I've got a 2-part problem to solve, in which there is some syntax that I don't recognize. It looks like this: Let $$ \Psi: [-1,1]^2 \mapsto \mathbb{R}^3, \Psi(u,v) := ( u-\frac{u^3}{3}+uv^2, v-\frac{v^3}{3}+vu^2, u^2-v^2 ) $$ 1) Calculate the Normal $N$, which I got to be:
$$ N = \frac{\partial \Psi}{\partial u} \times \frac{\partial \Psi}{\partial u} = (-2(u+u^3), -2v(u^2+v^2+1), -2u^2v^2-u^4-v^4+1) $$
The second part of the problem is:
2) Let $\omega = i_N$ det be the volume form. Calculate the surface $\int_{\Psi} i_N$ det.
What does $i_N$ mean in this context?
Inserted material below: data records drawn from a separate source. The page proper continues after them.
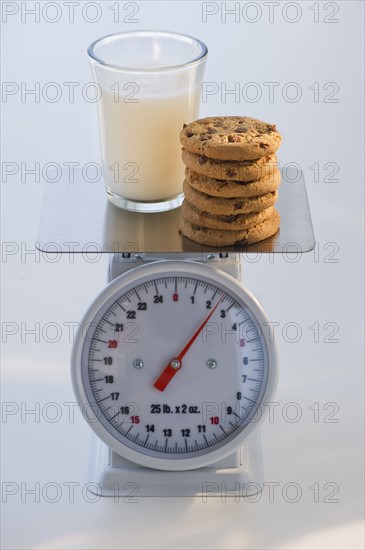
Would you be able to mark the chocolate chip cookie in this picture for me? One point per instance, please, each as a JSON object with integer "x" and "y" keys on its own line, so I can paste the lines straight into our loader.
{"x": 224, "y": 188}
{"x": 223, "y": 206}
{"x": 221, "y": 237}
{"x": 230, "y": 138}
{"x": 232, "y": 222}
{"x": 244, "y": 170}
The normal is a line in $\mathbb{R}^3$, but in order for the integral to result in a surface, I assume that $i_N$ det, also must be a line?
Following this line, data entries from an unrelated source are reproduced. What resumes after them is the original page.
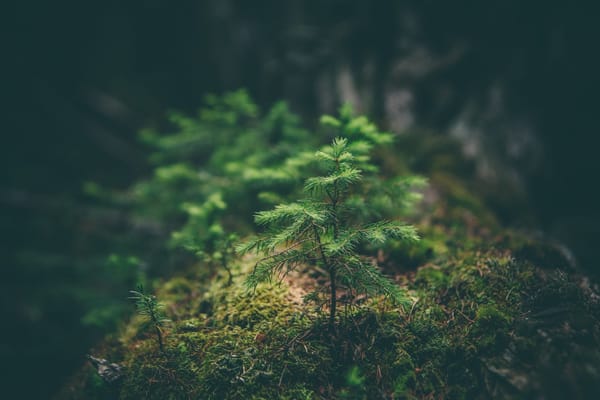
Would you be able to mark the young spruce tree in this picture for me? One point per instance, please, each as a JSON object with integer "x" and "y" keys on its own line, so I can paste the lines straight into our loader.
{"x": 320, "y": 230}
{"x": 153, "y": 311}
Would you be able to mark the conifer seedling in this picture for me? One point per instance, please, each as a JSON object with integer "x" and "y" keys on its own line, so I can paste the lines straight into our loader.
{"x": 153, "y": 311}
{"x": 321, "y": 231}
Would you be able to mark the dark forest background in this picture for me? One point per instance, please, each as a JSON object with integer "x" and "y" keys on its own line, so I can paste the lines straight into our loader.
{"x": 515, "y": 81}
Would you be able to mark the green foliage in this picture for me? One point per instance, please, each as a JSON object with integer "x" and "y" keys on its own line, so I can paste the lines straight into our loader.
{"x": 319, "y": 229}
{"x": 152, "y": 311}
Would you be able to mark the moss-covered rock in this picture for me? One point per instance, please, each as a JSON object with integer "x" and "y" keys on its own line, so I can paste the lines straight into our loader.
{"x": 495, "y": 314}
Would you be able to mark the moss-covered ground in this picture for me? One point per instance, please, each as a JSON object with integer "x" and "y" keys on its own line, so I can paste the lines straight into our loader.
{"x": 495, "y": 314}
Here $\det = dx \wedge dy \wedge dz$ is the volume form of $\mathbb R^3.$ The name comes from the triple product formula $$(dx \wedge dy \wedge dz)(u,v,w) = (u \times v) \cdot w = \det \left[ u \; v \; w \right].$$
The interior product $i_N \det$ is the two-form resulting from plugging the vector $N$ in to this three-form. Thus we have $$(i_N \det)(v,w) = (v \times w) \cdot N;$$
so when you integrate the two-form over the surface $\Psi(U)$ you get
$$ \int_{\Psi(U)} i_N \det = \int_{U} (\Psi_u \times \Psi_v) \cdot N\,du\,dv = \int_U |\Psi_u \times \Psi_v|du\,dv$$ since $N$ is just the unit-length normalization of $\Psi_u \times \Psi_v.$ This is the area formula from multivariable calculus, which is hopefully familiar.
(You didn't include the normalization of $N$ in your question, but it is necessary if you want this to give you the area.)